Para quien quiera adentrarse en lo que representan los paraísos fiscales como fenómeno económico, una buena referencia es el libro La riqueza oculta de las naciones, de Gabriel Zucman, en el que se intenta poner cifras a la entidad de ese auténtico agujero negro. En cálculos conservadores de Zucman y algunos otros autores, la riqueza escondida en operaciones realizadas en los paraísos -entre los que se incluirían países tan diversos como Suiza, Luxemburgo o las Islas Caimán- alcanzaba hace un par de años nada menos que alrededor de un 8 % del PIB mundial. En algunos países y regiones del mundo, los porcentajes se disparan hasta más de un 50 % en Rusia, o un 22 % en América Latina. En Europa, por su parte, rondaría el 10 %.
Hablamos, por tanto, de un fenómeno de una enorme importancia en todos los órdenes, que afecta a todo tipo de países, más o menos desarrollados. Hace ahora un año que un impresionante elenco de 300 de los mejores economistas del presente denunciaban que «aquellos territorios que permiten el ocultamiento de activos en compañías ficticias… están distorsionando el funcionamiento de la economía mundial». El asunto se hace aún más grave cuando, como viene ocurriendo a lo largo de la última década, las cuentas públicas de la mayoría de los países se ven sometidas a todo tipo de presiones, estando la deuda por encima del 100 % del PIB en buena parte del mundo desarrollado.

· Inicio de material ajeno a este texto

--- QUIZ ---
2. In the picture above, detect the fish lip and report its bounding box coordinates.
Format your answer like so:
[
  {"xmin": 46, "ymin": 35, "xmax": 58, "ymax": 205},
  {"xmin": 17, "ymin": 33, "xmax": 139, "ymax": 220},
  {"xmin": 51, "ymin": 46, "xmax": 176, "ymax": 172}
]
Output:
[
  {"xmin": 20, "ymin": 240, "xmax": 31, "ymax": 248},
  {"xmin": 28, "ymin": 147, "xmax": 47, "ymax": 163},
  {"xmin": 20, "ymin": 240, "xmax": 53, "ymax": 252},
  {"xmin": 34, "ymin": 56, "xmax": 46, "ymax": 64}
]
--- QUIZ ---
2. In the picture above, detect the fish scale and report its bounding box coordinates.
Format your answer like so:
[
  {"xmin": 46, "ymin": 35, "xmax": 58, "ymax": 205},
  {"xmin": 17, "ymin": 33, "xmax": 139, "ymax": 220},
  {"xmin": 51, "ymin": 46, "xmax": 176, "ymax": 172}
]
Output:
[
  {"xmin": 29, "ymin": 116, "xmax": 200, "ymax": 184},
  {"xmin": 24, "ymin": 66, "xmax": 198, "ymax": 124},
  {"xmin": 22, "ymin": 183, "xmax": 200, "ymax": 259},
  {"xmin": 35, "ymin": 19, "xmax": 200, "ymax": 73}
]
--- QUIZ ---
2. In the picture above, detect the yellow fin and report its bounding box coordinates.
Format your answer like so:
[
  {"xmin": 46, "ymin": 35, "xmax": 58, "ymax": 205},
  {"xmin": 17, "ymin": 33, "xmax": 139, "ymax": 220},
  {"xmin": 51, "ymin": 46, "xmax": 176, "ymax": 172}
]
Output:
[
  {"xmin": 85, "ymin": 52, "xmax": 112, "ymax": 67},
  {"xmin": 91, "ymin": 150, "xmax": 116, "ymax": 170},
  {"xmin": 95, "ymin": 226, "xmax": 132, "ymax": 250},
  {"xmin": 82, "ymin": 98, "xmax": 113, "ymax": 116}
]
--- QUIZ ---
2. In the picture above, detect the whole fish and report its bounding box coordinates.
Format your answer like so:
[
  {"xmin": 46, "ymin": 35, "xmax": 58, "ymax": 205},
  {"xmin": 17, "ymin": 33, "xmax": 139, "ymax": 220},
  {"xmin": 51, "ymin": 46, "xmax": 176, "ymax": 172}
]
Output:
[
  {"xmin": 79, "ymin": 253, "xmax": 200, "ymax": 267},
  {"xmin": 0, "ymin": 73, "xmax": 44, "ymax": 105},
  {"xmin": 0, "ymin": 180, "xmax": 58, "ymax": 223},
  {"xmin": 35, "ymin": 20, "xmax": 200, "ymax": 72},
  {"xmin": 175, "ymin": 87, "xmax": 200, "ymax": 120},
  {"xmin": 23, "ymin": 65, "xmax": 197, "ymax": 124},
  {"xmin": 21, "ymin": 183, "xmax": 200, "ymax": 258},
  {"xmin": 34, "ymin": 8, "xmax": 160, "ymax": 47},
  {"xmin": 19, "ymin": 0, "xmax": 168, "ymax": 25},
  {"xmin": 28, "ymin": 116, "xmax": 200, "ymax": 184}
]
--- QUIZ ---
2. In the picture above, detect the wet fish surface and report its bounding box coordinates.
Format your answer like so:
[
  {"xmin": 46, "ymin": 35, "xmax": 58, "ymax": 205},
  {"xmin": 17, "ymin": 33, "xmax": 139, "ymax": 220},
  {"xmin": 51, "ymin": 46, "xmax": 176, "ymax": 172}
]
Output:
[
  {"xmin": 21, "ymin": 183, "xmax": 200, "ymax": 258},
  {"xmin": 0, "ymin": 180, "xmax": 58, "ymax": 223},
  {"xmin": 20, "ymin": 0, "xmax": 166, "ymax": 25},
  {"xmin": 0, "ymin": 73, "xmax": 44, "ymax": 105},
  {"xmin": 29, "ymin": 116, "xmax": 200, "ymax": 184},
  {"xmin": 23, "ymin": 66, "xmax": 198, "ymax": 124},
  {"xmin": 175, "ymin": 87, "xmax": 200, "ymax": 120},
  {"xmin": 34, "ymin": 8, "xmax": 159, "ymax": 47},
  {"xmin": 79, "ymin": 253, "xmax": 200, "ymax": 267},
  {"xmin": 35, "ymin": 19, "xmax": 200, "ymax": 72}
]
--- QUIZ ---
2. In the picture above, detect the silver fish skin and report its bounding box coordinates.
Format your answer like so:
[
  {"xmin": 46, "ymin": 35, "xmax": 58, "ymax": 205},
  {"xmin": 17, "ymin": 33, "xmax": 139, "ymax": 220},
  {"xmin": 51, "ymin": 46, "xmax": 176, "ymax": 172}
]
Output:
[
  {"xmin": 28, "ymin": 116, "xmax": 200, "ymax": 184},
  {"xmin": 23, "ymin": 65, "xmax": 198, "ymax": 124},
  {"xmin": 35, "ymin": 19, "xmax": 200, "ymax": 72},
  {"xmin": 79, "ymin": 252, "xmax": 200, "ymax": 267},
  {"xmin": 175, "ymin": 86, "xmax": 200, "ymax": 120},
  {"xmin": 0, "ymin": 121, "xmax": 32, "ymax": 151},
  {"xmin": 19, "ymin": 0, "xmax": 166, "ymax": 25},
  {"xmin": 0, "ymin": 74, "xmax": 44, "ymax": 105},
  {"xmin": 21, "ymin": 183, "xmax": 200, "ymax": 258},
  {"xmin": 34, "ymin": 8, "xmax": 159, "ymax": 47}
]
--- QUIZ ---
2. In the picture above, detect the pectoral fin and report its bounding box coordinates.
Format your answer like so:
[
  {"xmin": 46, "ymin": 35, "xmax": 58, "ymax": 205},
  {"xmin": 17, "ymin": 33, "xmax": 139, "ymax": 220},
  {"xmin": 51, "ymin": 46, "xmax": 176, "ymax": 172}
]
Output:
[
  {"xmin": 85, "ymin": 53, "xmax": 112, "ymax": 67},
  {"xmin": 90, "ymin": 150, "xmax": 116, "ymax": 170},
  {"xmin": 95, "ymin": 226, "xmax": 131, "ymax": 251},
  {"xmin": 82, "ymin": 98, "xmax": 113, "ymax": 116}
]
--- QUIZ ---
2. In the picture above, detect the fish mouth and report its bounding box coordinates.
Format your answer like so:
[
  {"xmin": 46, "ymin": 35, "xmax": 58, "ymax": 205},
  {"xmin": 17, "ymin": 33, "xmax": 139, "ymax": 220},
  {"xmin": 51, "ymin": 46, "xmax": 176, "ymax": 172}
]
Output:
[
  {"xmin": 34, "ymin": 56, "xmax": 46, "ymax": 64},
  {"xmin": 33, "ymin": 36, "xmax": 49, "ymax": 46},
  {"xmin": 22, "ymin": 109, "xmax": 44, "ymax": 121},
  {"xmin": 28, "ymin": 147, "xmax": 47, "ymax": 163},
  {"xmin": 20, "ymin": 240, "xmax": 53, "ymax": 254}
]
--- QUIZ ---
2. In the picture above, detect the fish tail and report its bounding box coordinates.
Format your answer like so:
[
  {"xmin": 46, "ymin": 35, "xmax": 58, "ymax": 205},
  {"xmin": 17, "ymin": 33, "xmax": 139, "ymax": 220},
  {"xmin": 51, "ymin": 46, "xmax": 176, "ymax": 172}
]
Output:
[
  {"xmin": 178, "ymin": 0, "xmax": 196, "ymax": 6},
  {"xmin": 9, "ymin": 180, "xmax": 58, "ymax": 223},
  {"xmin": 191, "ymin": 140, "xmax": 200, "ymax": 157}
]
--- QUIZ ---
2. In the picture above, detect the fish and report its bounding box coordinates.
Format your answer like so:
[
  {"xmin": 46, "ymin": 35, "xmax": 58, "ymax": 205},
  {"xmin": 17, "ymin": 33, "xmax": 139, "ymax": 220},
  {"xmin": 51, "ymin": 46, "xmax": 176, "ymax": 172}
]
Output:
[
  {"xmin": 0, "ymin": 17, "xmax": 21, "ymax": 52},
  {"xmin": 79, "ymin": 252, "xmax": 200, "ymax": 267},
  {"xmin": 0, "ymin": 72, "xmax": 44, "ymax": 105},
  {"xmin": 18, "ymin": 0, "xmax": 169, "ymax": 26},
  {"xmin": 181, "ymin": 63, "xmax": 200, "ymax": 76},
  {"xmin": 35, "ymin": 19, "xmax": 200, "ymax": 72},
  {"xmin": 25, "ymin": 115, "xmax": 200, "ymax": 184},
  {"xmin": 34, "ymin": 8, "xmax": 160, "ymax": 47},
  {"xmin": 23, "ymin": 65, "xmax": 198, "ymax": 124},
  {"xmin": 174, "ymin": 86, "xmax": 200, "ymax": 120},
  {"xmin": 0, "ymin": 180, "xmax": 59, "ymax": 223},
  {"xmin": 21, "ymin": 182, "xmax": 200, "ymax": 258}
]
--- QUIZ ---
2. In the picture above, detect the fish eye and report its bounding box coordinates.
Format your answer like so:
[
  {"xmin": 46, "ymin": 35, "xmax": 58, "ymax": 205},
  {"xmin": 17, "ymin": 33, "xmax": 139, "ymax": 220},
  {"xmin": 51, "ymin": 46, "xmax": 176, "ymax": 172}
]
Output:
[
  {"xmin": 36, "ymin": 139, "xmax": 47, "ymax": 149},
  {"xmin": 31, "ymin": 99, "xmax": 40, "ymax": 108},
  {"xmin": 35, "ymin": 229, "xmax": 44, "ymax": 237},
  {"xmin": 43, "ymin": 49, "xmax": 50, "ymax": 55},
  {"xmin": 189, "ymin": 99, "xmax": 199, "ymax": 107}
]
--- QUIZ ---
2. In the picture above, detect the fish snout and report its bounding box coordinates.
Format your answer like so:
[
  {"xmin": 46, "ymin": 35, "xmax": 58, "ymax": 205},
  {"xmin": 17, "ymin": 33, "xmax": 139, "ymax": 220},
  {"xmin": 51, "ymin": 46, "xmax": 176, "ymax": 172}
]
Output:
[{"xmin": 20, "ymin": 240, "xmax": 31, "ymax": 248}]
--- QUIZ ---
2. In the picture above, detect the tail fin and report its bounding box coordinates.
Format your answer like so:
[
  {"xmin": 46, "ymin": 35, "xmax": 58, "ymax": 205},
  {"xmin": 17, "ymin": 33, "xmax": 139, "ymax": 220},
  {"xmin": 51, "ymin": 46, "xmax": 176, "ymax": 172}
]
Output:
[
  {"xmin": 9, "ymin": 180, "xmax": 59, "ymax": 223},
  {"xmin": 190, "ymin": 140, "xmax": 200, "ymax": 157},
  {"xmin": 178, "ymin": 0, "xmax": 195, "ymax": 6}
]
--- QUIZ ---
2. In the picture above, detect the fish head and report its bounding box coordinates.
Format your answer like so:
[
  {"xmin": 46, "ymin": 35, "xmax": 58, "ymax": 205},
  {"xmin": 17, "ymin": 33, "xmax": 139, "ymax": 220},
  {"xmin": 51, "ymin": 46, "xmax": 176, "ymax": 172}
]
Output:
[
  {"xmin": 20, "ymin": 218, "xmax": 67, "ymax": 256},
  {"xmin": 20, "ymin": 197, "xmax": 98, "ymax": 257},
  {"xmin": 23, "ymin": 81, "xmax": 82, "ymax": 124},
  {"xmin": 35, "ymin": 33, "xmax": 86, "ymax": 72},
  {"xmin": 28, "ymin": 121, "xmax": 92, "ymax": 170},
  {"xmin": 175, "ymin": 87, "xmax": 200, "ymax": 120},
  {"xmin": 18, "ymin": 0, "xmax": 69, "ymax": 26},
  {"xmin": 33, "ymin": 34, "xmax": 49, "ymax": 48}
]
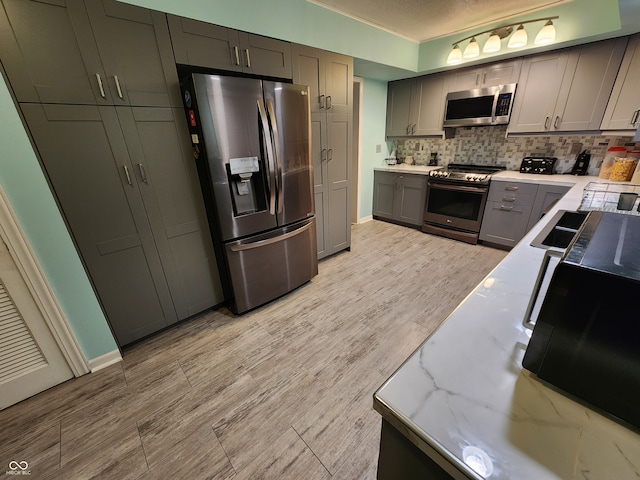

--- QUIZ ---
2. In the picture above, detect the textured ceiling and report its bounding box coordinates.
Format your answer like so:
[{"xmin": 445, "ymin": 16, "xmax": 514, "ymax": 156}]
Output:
[{"xmin": 308, "ymin": 0, "xmax": 571, "ymax": 42}]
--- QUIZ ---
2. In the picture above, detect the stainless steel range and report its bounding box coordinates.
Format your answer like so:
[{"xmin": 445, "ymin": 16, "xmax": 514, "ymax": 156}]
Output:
[{"xmin": 422, "ymin": 163, "xmax": 506, "ymax": 244}]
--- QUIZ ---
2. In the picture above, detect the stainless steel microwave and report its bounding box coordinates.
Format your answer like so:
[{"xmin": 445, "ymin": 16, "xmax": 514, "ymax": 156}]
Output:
[{"xmin": 443, "ymin": 83, "xmax": 516, "ymax": 127}]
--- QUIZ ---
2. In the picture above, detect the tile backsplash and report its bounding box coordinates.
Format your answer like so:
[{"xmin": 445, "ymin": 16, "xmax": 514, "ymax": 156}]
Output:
[{"xmin": 395, "ymin": 125, "xmax": 640, "ymax": 175}]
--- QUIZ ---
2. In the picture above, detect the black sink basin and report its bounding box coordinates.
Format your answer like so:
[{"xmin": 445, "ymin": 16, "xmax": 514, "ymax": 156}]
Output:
[{"xmin": 531, "ymin": 210, "xmax": 589, "ymax": 250}]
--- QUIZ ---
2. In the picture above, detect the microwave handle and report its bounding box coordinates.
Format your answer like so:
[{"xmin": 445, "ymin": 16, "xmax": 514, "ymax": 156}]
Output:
[
  {"xmin": 522, "ymin": 249, "xmax": 564, "ymax": 330},
  {"xmin": 491, "ymin": 87, "xmax": 500, "ymax": 124}
]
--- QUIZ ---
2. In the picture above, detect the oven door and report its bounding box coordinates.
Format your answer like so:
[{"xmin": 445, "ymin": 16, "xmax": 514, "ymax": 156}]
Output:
[{"xmin": 424, "ymin": 181, "xmax": 488, "ymax": 233}]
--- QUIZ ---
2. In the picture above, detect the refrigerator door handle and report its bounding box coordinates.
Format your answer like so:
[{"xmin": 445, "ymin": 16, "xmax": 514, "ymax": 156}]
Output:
[
  {"xmin": 258, "ymin": 100, "xmax": 276, "ymax": 215},
  {"xmin": 230, "ymin": 222, "xmax": 313, "ymax": 252},
  {"xmin": 267, "ymin": 98, "xmax": 284, "ymax": 213}
]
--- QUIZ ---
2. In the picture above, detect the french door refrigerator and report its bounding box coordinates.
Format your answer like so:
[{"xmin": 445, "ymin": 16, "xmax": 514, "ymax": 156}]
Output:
[{"xmin": 182, "ymin": 73, "xmax": 318, "ymax": 313}]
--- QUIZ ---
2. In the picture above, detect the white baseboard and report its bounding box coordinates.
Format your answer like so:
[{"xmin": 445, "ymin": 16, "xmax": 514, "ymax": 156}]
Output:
[{"xmin": 89, "ymin": 350, "xmax": 122, "ymax": 373}]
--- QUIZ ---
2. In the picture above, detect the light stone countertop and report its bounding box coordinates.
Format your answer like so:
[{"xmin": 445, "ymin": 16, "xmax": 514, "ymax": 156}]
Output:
[{"xmin": 374, "ymin": 171, "xmax": 640, "ymax": 480}]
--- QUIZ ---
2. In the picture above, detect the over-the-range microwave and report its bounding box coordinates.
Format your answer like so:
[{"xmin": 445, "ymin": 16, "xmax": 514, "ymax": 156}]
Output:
[{"xmin": 443, "ymin": 83, "xmax": 516, "ymax": 127}]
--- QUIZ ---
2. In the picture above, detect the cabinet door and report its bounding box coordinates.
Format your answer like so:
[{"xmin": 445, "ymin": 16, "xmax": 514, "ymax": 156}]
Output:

No es difícil concluir que, en ausencia de evasión, la dimensión de ese problema sería muy distinta de la que ahora tiene.
Durante décadas, el fenómeno de los paraísos fue bastante más que el hecho inevitable que se pretendía. A propósito de ello, resultan llamativas las palabras de Jeffrey Sachs, el conocido profesor de Columbia: «Los paraísos fiscales no son fruto de una casualidad, sino que [...] son una opción deliberada de los grandes gobiernos, especialmente los de Reino Unido y Estados Unidos, con la colaboración de las grandes instituciones financieras, contables y legales que mueven el dinero». ¿Queda alguna duda de que la moderna globalización presenta aquí una de sus peores caras?
Es por eso que recientemente se han multiplicado los esfuerzos para, sobre todo, reducir el impacto del secreto bancario en ciertos lugares. La OCDE y, de una manera más retórica, el G-20, vienen insistiendo en ello. Una iniciativa interesante es el compromiso asumido por 54 países de intercambiar información financiera a partir de este año. Algo es algo. Pero la situación está pidiendo a gritos medidas más radicales. La principal debiera ser avanzar en formas de gobernanza global que permitan tratar como estados paria a esos funestos paraísos.